CLDE-Net: crowd localization and density estimation based on CNN and transformer network
Yaocong Hu,Yuanyuan Lin,Huicheng Yang,Bingyou Liu,Guoyang Wan,Jinwen Hong,Chao Xie,Wei Wang,Xiaobo Lu
DOI: https://doi.org/10.1007/s00530-024-01318-8
IF: 3.9
2024-04-10
Multimedia Systems
Abstract:Given a crowd image, there are two ways for human to approximate the counting number: exactly locating head points in each local region or directly estimating the total number of person based on the whole image. By imitating human visual perception, CNN and transformer are two mainstream models for solving crowd counting challenging, among which CNN has a strong ability to extract locality-oriented feature and transformer is suitable for modeling global dependencies.
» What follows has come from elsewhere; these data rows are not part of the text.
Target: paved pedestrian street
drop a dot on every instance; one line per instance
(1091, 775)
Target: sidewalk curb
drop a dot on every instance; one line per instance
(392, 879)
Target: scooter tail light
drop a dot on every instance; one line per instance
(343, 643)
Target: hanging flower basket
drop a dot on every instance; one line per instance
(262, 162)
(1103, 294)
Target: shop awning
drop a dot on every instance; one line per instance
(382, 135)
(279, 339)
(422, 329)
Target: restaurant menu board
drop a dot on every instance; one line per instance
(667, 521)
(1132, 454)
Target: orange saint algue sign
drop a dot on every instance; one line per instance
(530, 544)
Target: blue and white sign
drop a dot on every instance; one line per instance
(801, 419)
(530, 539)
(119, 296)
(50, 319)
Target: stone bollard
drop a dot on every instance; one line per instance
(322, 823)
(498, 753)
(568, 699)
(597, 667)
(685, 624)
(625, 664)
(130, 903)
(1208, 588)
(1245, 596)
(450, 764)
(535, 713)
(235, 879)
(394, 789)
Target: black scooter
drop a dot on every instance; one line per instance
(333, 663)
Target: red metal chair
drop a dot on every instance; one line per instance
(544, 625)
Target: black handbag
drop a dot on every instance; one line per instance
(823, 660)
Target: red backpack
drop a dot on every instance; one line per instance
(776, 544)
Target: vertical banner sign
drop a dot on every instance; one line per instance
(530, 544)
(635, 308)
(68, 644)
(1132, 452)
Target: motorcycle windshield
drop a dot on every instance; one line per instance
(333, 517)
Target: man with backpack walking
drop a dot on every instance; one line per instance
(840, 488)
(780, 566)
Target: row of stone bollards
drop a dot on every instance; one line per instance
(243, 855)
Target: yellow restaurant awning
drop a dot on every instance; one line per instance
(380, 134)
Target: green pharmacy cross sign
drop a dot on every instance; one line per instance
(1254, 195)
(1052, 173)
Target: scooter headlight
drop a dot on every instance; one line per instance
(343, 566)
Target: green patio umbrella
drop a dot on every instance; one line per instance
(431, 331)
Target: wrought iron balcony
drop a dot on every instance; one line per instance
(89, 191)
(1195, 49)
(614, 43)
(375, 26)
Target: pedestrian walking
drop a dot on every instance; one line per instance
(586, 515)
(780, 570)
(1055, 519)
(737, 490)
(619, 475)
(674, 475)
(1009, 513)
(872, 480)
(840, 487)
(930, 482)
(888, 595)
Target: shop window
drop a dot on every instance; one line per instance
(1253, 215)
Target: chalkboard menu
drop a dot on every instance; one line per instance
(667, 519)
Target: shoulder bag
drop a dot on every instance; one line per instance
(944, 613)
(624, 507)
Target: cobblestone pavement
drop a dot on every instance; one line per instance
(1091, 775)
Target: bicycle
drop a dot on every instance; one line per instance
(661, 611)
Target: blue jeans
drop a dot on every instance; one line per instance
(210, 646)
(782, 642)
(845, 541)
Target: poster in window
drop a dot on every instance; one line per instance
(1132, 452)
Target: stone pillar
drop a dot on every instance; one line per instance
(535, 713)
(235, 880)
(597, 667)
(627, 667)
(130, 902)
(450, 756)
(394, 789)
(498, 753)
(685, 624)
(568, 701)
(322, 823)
Based on the fact, in this paper, the proposed CLDE-Net is the first study that fulfills exact localization and direct estimation by designing the hybrid of CNN and transformer, to be specific, CNN searches all candidate head points in each local region and transformer learns the crowd density map with global receptive fields. Furthermore, we adopt two pipelines to further boost crowd counting performance: (1) cross-layer feature interaction module is employed to facilitate information transmission between two network branches of CNN and transformer and (2) dynamic factor generator is designed to adaptively fuse the result of head point localization and density map estimation. Extensive experiments show that the proposed CLDE-Net framework achieves the state-of-the-art performance on multiple data sets for crowd counting.
computer science, information systems, theory & methods